As a Catholic child in wartime York he attended church schools - one being the Bar Convent - which he remembered as being excessively strict but which introduced him to church music and nurtured his musical ability. Indeed, he took piano lessons with the master of music at York Minster.

The link between a love of music and of cinema came with regular visits to local cinemas run by his father, and so committed was he to developing his composition and orchestration skills that he undertook a relevant correspondence course while still doing his national service in Cyprus.

When his career took off in the sixties he began scoring the record 10 Bond movies that he is most famous for and catchy TV themes such as The Persuaders.

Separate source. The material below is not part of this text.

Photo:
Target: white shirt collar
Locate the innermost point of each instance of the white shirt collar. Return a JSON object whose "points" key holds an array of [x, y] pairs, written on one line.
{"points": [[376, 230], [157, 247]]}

However, it is his lush scores on such panoramic films as Born Free, Out of Africa and Dances with Wolves which demonstrate the depth and dramatic quality of his work that will be his greatest legacy.

He once said of these films that "I guess I'm attracted to loss; Out of Africa was most certainly about loss. Dances with Wolves was." His music here was the perfect accompaniment to tragic themes dealing with the human threat to other species and disregard of tribal cultures, whether the Kikuyu of Kenya or the Sioux of North America. And what interests me is that it drew in people who lacked sensitivity to, say, genocide of indigenous peoples from a human or environmental rights perspective. The romantic melancholy of his work spoke directly to the soul and told the bigger story, the context beyond the movie characters. It is said that great film music provides an emotional structure, and Barry certainly did that, and to audiences across the world. He was a very catholic composer.

If there was ever any doubt about his underlying spirituality, note that one of his most recent orchestral albums was Eternal Echoes, a meditative album inspired by the book of the same name by the late Irish poet and philosopher John O'Donoghue. An ex-Catholic priest, O'Donoghue's book on Celtic wisdom, Anam Cara, was another favourite of Barry's.

In America in 1988 Barry underwent surgery for a ruptured oesophagus. He was given the last rites by a priest and was asked afterwards if this near death experience had brought him back to God. "I don't think I ever went away," he reflected; "I mean, once you are born a Catholic and you go to a convent, you don't".

Even way back in 1967, when he was living a fairly decadent life in London, his choice of book on Desert Island Discs was The Imitation of Christ by Thomas á Kempis. Several decades on and settled down with his fourth wife and son, he liked to visit churches, but on his own and outside of the services. When in London he particularly liked to sit in the Brompton Oratory and Farm Street churches. "I get great solace in it" he told an interviewer in the late 1990s, "and I maybe go three times a week, for half an hour". His son was christened at Farm Street. "You say, 'Why do you go?' I can't imagine not going, especially after the illness".